Regulation of spinal nociceptin expression by neuropathic pain

Abstract

Nociceptin is the endogenous ligand of a new opioid receptor, the opioid receptor-like-1 (ORL1) receptor. Chronic inflammatory pain causes an increase in the expression of nociceptin and the ORL1 receptor in the dorsal horn of rat spinal cord, thus indicating an involvement of the endogenous nociceptin/ORL1 system in mechanisms of pathological pain. This study investigates the influence of neuropathic pain on the expression of nociceptin using immunohistochemistry. To induce neuropathic pain, a ligation of the sciatic nerve was performed in 12 rats under general anesthesia. A sham operation was performed in 12 rats of the control group. Nerve ligation caused a significant ipsilateral thermal hyperalgesia, a typical sign of neuropathic pain.

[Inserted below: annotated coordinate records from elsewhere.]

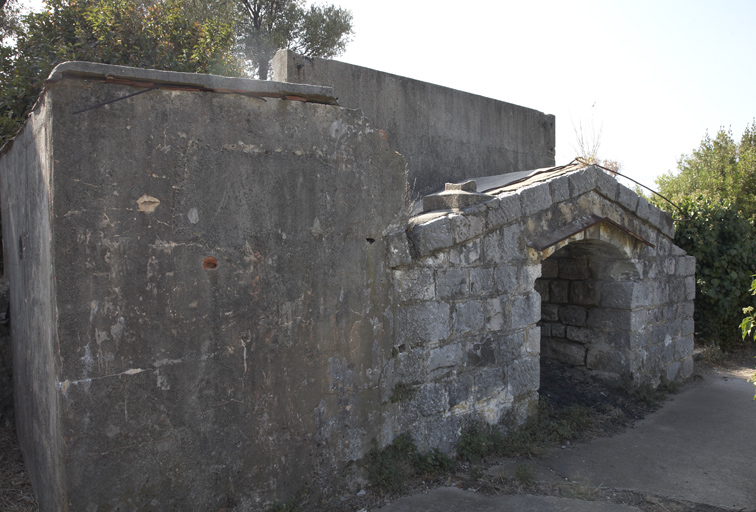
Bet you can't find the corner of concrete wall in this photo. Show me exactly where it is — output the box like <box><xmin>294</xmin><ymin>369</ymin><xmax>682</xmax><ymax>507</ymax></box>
<box><xmin>0</xmin><ymin>94</ymin><xmax>68</xmax><ymax>510</ymax></box>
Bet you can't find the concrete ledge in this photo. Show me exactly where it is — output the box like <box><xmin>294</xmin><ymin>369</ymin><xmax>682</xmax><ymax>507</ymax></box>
<box><xmin>47</xmin><ymin>61</ymin><xmax>338</xmax><ymax>105</ymax></box>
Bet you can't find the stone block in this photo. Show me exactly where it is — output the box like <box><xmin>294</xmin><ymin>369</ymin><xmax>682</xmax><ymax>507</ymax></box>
<box><xmin>449</xmin><ymin>238</ymin><xmax>481</xmax><ymax>265</ymax></box>
<box><xmin>393</xmin><ymin>268</ymin><xmax>436</xmax><ymax>302</ymax></box>
<box><xmin>450</xmin><ymin>210</ymin><xmax>486</xmax><ymax>244</ymax></box>
<box><xmin>585</xmin><ymin>346</ymin><xmax>630</xmax><ymax>376</ymax></box>
<box><xmin>549</xmin><ymin>176</ymin><xmax>570</xmax><ymax>203</ymax></box>
<box><xmin>617</xmin><ymin>184</ymin><xmax>638</xmax><ymax>212</ymax></box>
<box><xmin>486</xmin><ymin>330</ymin><xmax>524</xmax><ymax>364</ymax></box>
<box><xmin>507</xmin><ymin>290</ymin><xmax>541</xmax><ymax>329</ymax></box>
<box><xmin>470</xmin><ymin>267</ymin><xmax>496</xmax><ymax>297</ymax></box>
<box><xmin>494</xmin><ymin>265</ymin><xmax>518</xmax><ymax>294</ymax></box>
<box><xmin>533</xmin><ymin>279</ymin><xmax>550</xmax><ymax>302</ymax></box>
<box><xmin>675</xmin><ymin>256</ymin><xmax>696</xmax><ymax>277</ymax></box>
<box><xmin>428</xmin><ymin>343</ymin><xmax>464</xmax><ymax>372</ymax></box>
<box><xmin>569</xmin><ymin>167</ymin><xmax>596</xmax><ymax>197</ymax></box>
<box><xmin>517</xmin><ymin>264</ymin><xmax>541</xmax><ymax>293</ymax></box>
<box><xmin>596</xmin><ymin>169</ymin><xmax>619</xmax><ymax>201</ymax></box>
<box><xmin>521</xmin><ymin>326</ymin><xmax>543</xmax><ymax>356</ymax></box>
<box><xmin>541</xmin><ymin>258</ymin><xmax>559</xmax><ymax>279</ymax></box>
<box><xmin>453</xmin><ymin>300</ymin><xmax>485</xmax><ymax>334</ymax></box>
<box><xmin>549</xmin><ymin>280</ymin><xmax>570</xmax><ymax>304</ymax></box>
<box><xmin>504</xmin><ymin>357</ymin><xmax>541</xmax><ymax>396</ymax></box>
<box><xmin>685</xmin><ymin>276</ymin><xmax>696</xmax><ymax>300</ymax></box>
<box><xmin>541</xmin><ymin>338</ymin><xmax>586</xmax><ymax>366</ymax></box>
<box><xmin>466</xmin><ymin>337</ymin><xmax>496</xmax><ymax>368</ymax></box>
<box><xmin>396</xmin><ymin>302</ymin><xmax>451</xmax><ymax>346</ymax></box>
<box><xmin>411</xmin><ymin>383</ymin><xmax>449</xmax><ymax>416</ymax></box>
<box><xmin>564</xmin><ymin>325</ymin><xmax>606</xmax><ymax>344</ymax></box>
<box><xmin>541</xmin><ymin>304</ymin><xmax>559</xmax><ymax>322</ymax></box>
<box><xmin>559</xmin><ymin>306</ymin><xmax>588</xmax><ymax>326</ymax></box>
<box><xmin>570</xmin><ymin>281</ymin><xmax>602</xmax><ymax>306</ymax></box>
<box><xmin>486</xmin><ymin>193</ymin><xmax>522</xmax><ymax>230</ymax></box>
<box><xmin>483</xmin><ymin>224</ymin><xmax>527</xmax><ymax>263</ymax></box>
<box><xmin>436</xmin><ymin>267</ymin><xmax>470</xmax><ymax>299</ymax></box>
<box><xmin>675</xmin><ymin>334</ymin><xmax>694</xmax><ymax>361</ymax></box>
<box><xmin>601</xmin><ymin>281</ymin><xmax>639</xmax><ymax>309</ymax></box>
<box><xmin>517</xmin><ymin>183</ymin><xmax>552</xmax><ymax>217</ymax></box>
<box><xmin>408</xmin><ymin>216</ymin><xmax>454</xmax><ymax>257</ymax></box>
<box><xmin>388</xmin><ymin>231</ymin><xmax>412</xmax><ymax>268</ymax></box>
<box><xmin>559</xmin><ymin>258</ymin><xmax>591</xmax><ymax>280</ymax></box>
<box><xmin>485</xmin><ymin>297</ymin><xmax>504</xmax><ymax>332</ymax></box>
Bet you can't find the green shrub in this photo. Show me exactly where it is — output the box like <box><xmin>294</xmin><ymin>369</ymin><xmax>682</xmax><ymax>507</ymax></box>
<box><xmin>361</xmin><ymin>433</ymin><xmax>454</xmax><ymax>493</ymax></box>
<box><xmin>675</xmin><ymin>197</ymin><xmax>756</xmax><ymax>350</ymax></box>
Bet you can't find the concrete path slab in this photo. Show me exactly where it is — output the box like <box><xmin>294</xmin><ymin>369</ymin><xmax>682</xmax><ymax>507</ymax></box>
<box><xmin>537</xmin><ymin>373</ymin><xmax>756</xmax><ymax>510</ymax></box>
<box><xmin>379</xmin><ymin>487</ymin><xmax>640</xmax><ymax>512</ymax></box>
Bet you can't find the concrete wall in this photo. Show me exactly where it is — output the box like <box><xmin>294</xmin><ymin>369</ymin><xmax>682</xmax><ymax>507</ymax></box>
<box><xmin>0</xmin><ymin>92</ymin><xmax>65</xmax><ymax>510</ymax></box>
<box><xmin>273</xmin><ymin>50</ymin><xmax>555</xmax><ymax>196</ymax></box>
<box><xmin>0</xmin><ymin>65</ymin><xmax>414</xmax><ymax>511</ymax></box>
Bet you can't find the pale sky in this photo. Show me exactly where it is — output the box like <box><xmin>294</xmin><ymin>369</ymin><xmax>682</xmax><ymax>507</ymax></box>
<box><xmin>20</xmin><ymin>0</ymin><xmax>756</xmax><ymax>186</ymax></box>
<box><xmin>331</xmin><ymin>0</ymin><xmax>756</xmax><ymax>188</ymax></box>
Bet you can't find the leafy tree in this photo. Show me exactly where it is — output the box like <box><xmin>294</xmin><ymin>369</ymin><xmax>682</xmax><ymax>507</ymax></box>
<box><xmin>0</xmin><ymin>0</ymin><xmax>18</xmax><ymax>41</ymax></box>
<box><xmin>675</xmin><ymin>196</ymin><xmax>756</xmax><ymax>350</ymax></box>
<box><xmin>236</xmin><ymin>0</ymin><xmax>352</xmax><ymax>80</ymax></box>
<box><xmin>0</xmin><ymin>0</ymin><xmax>242</xmax><ymax>144</ymax></box>
<box><xmin>656</xmin><ymin>120</ymin><xmax>756</xmax><ymax>218</ymax></box>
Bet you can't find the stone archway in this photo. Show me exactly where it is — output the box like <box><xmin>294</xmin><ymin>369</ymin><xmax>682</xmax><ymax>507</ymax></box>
<box><xmin>535</xmin><ymin>239</ymin><xmax>641</xmax><ymax>377</ymax></box>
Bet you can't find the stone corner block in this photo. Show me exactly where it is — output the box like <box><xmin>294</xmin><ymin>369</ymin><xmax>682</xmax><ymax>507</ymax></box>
<box><xmin>596</xmin><ymin>169</ymin><xmax>619</xmax><ymax>201</ymax></box>
<box><xmin>617</xmin><ymin>183</ymin><xmax>639</xmax><ymax>212</ymax></box>
<box><xmin>517</xmin><ymin>183</ymin><xmax>552</xmax><ymax>216</ymax></box>
<box><xmin>388</xmin><ymin>231</ymin><xmax>412</xmax><ymax>268</ymax></box>
<box><xmin>569</xmin><ymin>166</ymin><xmax>596</xmax><ymax>197</ymax></box>
<box><xmin>449</xmin><ymin>208</ymin><xmax>486</xmax><ymax>244</ymax></box>
<box><xmin>408</xmin><ymin>216</ymin><xmax>454</xmax><ymax>257</ymax></box>
<box><xmin>486</xmin><ymin>193</ymin><xmax>522</xmax><ymax>230</ymax></box>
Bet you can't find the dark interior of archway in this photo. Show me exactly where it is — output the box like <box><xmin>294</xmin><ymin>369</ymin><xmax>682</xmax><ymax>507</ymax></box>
<box><xmin>535</xmin><ymin>240</ymin><xmax>647</xmax><ymax>425</ymax></box>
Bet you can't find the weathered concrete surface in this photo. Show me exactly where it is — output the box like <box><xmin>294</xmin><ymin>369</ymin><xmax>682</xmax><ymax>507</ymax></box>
<box><xmin>378</xmin><ymin>487</ymin><xmax>640</xmax><ymax>512</ymax></box>
<box><xmin>273</xmin><ymin>50</ymin><xmax>555</xmax><ymax>195</ymax></box>
<box><xmin>539</xmin><ymin>373</ymin><xmax>756</xmax><ymax>510</ymax></box>
<box><xmin>0</xmin><ymin>65</ymin><xmax>406</xmax><ymax>511</ymax></box>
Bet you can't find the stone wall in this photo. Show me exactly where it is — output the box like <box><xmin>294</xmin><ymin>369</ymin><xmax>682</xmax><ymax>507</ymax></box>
<box><xmin>273</xmin><ymin>50</ymin><xmax>555</xmax><ymax>196</ymax></box>
<box><xmin>390</xmin><ymin>166</ymin><xmax>695</xmax><ymax>446</ymax></box>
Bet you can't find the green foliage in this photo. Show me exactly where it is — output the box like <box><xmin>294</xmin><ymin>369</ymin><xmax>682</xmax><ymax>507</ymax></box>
<box><xmin>652</xmin><ymin>124</ymin><xmax>756</xmax><ymax>219</ymax></box>
<box><xmin>361</xmin><ymin>433</ymin><xmax>454</xmax><ymax>494</ymax></box>
<box><xmin>457</xmin><ymin>398</ymin><xmax>595</xmax><ymax>463</ymax></box>
<box><xmin>0</xmin><ymin>0</ymin><xmax>242</xmax><ymax>144</ymax></box>
<box><xmin>675</xmin><ymin>197</ymin><xmax>756</xmax><ymax>350</ymax></box>
<box><xmin>515</xmin><ymin>462</ymin><xmax>535</xmax><ymax>485</ymax></box>
<box><xmin>740</xmin><ymin>275</ymin><xmax>756</xmax><ymax>400</ymax></box>
<box><xmin>236</xmin><ymin>0</ymin><xmax>352</xmax><ymax>80</ymax></box>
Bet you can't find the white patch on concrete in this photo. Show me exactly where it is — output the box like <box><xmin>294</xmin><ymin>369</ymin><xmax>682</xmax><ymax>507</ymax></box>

The paw withdrawal latency was decreased by 45.7+/-4.9% ( p<0.05) at day 5 and by 37.3+/-1.8% ( p<0.05) at day 10. Although hyperalgesia was fully present after 5 days, no changes in nociceptin immunoreactivity in the lumbar spinal cord were detected at this time point. Ten days after nerve ligation, there was a 2.46+/-0.38 fold ( p<0.05) bilateral increase in nociceptin immunoreactivity in the lamina superficiales (I and II), with a notable increase in the inner lamina II at the level of L4. Further investigations are necessary to elucidate the relationship between neuropathic pain, the nociceptin-ORL1 receptor system and potential therapeutic options.